El detective se quedó durante la autopsia de los muchachos, que transcurrió rápidamente. Tal como Laurie había predicho, encontraron pruebas visibles de que los brutales traumatismos recibidos habían tenido lugar después de que sus corazones hubieran dejado de latir. Mientras trabajaba, Laurie puso a Lou al corriente del primer caso que había hecho, el de Patricia Pruit, y le contó que su serie de muertes misteriosas en el Manhattan General ascendía ya a ocho.

– Caramba -contestó el detective-, Jack me dijo ayer que tenías siete y que empezaba a estar convencido de tu idea de un asesino múltiple, pero que nuestro departamento todavía no la respaldaba. ¿Cuál va a ser la postura de Calvin ahora? ¿Va a tomar partido oficialmente?

– Calvin no sabe nada de la paciente de hoy -dijo Laurie-. Ignoro cuál puede ser su reacción, pero no soy optimista. Me temo que hará falta que ocurra algo gordo para que abra los ojos, sobre todo porque no hemos sacado nada en claro de Toxicología. Cuando se trata del Manhattan General es como si llevara anteojeras; lo sigue viendo como el viejo y venerable centro académico donde hizo sus prácticas. Lo último que Calvin desearía es manchar el buen nombre de ese centro.

– Lo que de verdad dañará el buen nombre es que los pacientes sanos se les sigan muriendo. De todas maneras, hazme saber si cambia de opinión. Tal como le dije a Jack, con todo lo que está ocurriendo, me veo con las manos atadas, al menos oficialmente. Todo mi esfuerzo se lo dedico al caso Chapman, y si no consigo dar con un sospechoso voy a acabar vendiendo enciclopedias de puerta en puerta.

– La verdad es que estoy trabajando con el doctor Rousseau para encontrar algún posible sospechoso. Anoche me dejó un mensaje en el contestador diciéndome que estaba haciendo progresos.

– Por razones que conoces bien, no me gusta escuchar que estás trabajando con ese tío, pero si me das unos cuantos nombres quizá pueda hacer algo, aunque no sea de manera oficial.

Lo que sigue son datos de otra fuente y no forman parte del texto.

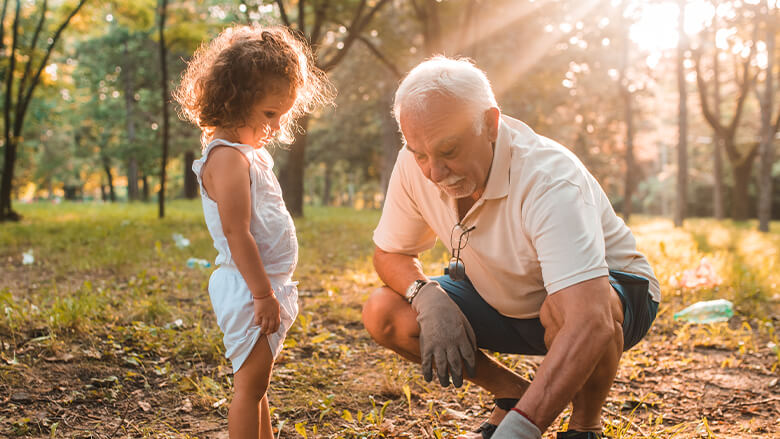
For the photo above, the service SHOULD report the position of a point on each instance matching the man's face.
(447, 148)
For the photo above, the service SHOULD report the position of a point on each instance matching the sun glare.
(656, 29)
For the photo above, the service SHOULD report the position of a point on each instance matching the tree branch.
(246, 12)
(283, 13)
(383, 59)
(320, 12)
(745, 85)
(2, 26)
(712, 119)
(22, 106)
(357, 26)
(9, 77)
(302, 16)
(33, 44)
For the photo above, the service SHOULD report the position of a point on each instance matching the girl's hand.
(267, 314)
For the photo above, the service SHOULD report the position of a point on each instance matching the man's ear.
(492, 116)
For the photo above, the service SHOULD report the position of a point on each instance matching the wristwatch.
(413, 289)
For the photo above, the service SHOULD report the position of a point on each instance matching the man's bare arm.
(396, 270)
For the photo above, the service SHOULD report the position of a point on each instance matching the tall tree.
(682, 143)
(768, 129)
(718, 209)
(311, 21)
(23, 83)
(165, 96)
(628, 117)
(741, 159)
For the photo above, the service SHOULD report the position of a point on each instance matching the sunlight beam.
(513, 71)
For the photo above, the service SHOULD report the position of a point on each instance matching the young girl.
(244, 89)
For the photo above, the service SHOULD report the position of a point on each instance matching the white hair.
(456, 78)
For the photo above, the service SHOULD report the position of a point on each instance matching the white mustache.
(451, 180)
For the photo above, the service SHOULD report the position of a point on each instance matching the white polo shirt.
(542, 224)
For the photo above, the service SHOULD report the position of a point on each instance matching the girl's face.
(266, 118)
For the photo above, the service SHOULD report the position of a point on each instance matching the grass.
(108, 333)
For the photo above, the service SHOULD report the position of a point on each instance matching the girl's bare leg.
(249, 417)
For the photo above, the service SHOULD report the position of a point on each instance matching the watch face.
(414, 288)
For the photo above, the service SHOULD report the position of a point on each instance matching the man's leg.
(392, 323)
(588, 401)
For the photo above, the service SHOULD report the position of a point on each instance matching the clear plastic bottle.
(710, 311)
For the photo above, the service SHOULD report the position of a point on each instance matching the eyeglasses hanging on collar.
(456, 269)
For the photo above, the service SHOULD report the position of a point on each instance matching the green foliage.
(110, 298)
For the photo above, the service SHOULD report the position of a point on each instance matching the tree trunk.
(145, 188)
(110, 178)
(132, 162)
(682, 145)
(326, 183)
(164, 90)
(718, 209)
(391, 142)
(628, 116)
(742, 173)
(190, 181)
(132, 179)
(292, 172)
(28, 80)
(767, 147)
(9, 160)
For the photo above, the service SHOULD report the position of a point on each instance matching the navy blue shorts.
(500, 333)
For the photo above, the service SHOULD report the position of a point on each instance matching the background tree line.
(688, 128)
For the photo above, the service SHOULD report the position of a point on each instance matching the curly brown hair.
(226, 78)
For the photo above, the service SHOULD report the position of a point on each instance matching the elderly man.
(541, 264)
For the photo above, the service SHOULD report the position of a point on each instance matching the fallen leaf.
(186, 405)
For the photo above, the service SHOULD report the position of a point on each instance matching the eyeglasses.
(456, 270)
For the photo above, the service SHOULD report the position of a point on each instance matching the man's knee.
(382, 315)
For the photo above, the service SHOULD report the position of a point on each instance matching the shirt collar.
(498, 180)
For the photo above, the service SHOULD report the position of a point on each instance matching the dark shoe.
(574, 434)
(487, 429)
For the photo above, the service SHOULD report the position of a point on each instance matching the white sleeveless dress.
(274, 233)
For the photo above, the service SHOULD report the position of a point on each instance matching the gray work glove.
(516, 426)
(446, 336)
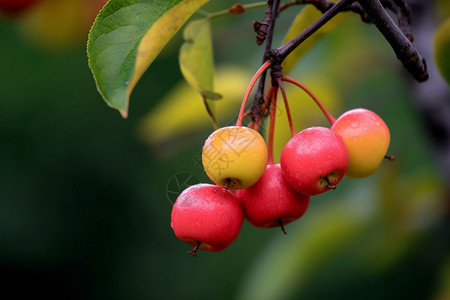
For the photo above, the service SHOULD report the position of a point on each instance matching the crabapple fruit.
(207, 217)
(271, 201)
(314, 160)
(367, 139)
(234, 157)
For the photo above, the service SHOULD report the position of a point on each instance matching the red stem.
(249, 89)
(286, 104)
(321, 106)
(272, 124)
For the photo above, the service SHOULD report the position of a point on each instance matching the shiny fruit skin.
(234, 157)
(311, 155)
(208, 214)
(271, 200)
(367, 139)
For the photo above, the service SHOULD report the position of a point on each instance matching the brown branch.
(402, 46)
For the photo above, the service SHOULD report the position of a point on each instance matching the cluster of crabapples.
(249, 185)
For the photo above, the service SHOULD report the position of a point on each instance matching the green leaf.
(304, 19)
(183, 115)
(126, 38)
(196, 58)
(197, 63)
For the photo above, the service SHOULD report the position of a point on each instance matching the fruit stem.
(194, 251)
(389, 157)
(329, 184)
(321, 106)
(281, 226)
(264, 67)
(286, 104)
(272, 124)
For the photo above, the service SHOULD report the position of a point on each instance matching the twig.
(279, 54)
(259, 99)
(402, 46)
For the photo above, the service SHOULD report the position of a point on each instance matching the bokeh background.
(86, 196)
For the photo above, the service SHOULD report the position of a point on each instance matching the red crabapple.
(207, 217)
(271, 201)
(314, 160)
(367, 139)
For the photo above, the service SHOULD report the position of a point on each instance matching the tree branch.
(259, 99)
(278, 55)
(402, 46)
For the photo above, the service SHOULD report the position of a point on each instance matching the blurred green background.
(85, 198)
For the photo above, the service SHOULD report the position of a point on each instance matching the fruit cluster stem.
(272, 124)
(321, 106)
(261, 70)
(286, 105)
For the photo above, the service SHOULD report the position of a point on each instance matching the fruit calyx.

– De hecho, creo que ya tenemos uno -dijo Laurie, que acabó de suturar al último de los chicos y le entregó el instrumental a Marvin-. Bueno, vayamos a ver a nuestro caballero sin cabeza antes de ocuparnos de nuestro turista.

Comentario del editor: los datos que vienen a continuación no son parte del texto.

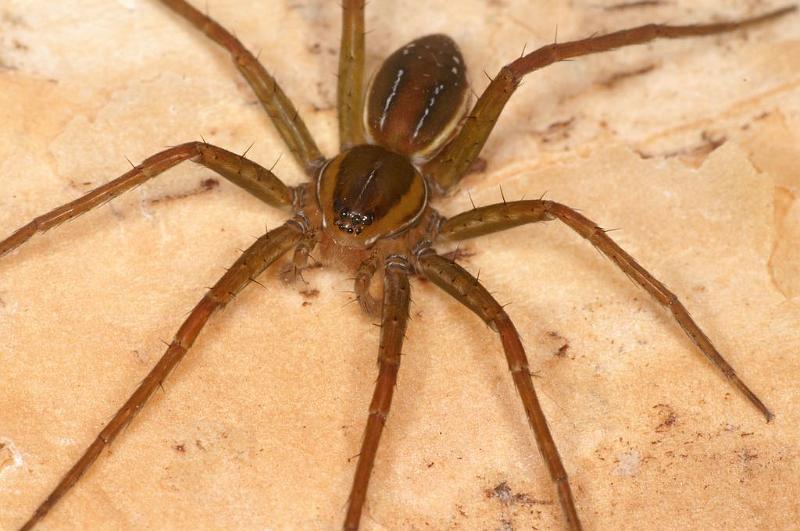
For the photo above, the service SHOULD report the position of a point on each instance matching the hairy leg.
(366, 270)
(452, 163)
(396, 297)
(253, 261)
(350, 88)
(465, 288)
(493, 218)
(242, 172)
(280, 109)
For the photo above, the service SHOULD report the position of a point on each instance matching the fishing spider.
(369, 208)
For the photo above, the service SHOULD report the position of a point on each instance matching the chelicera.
(407, 139)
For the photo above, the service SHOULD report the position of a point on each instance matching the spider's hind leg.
(350, 88)
(242, 172)
(501, 216)
(453, 162)
(279, 107)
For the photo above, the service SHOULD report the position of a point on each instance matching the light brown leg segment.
(366, 270)
(396, 297)
(450, 165)
(465, 288)
(253, 261)
(280, 109)
(242, 172)
(350, 88)
(503, 216)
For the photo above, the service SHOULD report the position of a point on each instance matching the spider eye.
(367, 193)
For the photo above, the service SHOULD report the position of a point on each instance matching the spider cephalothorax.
(404, 143)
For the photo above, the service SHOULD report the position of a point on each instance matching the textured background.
(691, 148)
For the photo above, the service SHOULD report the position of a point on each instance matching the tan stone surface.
(255, 428)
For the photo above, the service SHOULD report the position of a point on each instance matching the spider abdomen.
(369, 192)
(417, 97)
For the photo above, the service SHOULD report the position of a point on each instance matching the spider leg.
(396, 296)
(300, 256)
(452, 163)
(503, 216)
(366, 270)
(250, 264)
(465, 288)
(280, 109)
(350, 88)
(242, 172)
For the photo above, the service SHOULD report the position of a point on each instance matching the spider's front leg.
(396, 298)
(253, 262)
(465, 288)
(503, 216)
(242, 172)
(453, 162)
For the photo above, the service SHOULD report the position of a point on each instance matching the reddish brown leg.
(466, 289)
(280, 109)
(350, 89)
(253, 261)
(396, 296)
(242, 172)
(451, 164)
(503, 216)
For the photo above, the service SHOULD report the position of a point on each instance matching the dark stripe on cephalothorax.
(371, 180)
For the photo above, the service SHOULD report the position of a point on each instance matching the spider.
(384, 229)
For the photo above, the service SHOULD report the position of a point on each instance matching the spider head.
(367, 193)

El turista era el cuarto caso que tenían previsto, y se trataba de un estudiante universitario que había sido descubierto a primera hora en Central Park por un corredor y que presumiblemente había fallecido a causa de una intoxicación etílica. Su nivel de alcohol en la sangre se salía de las tablas.

Mientras Marvin iba a buscar a Sal para que lo ayudara a retirar los cuerpos de los dos chicos, Laurie siguió hablándole a Lou sobre su serie; le explicó su idea de que el potencial asesino parecía haberse trasladado del St. Francis al Manhattan General, que Roger iba a comprobar quiénes habían sido transferidos y que era posible que hubiera hablado ya con alguno de ellos, entre los que estaba un anestesista llamado Najah.

– Espera un segundo -la interrumpió Lou alzando la mano-. No sigas. ¿Me estás diciendo que este amiguito tuyo planea acercarse en persona al tal Najah y a otros posibles sospechosos?

– Eso creo, sí -respondió Laurie, sorprendida porque no había esperado una reacción tan negativa por parte del detective.

– ¡Eso es una locura! -dijo Lou-. Ya sabes qué opino de hacer de detective aficionado. Una cosa es conseguir una lista de nombres como resultado de haberse estrujado los sesos y otra muy distinta abordar a alguien concreto.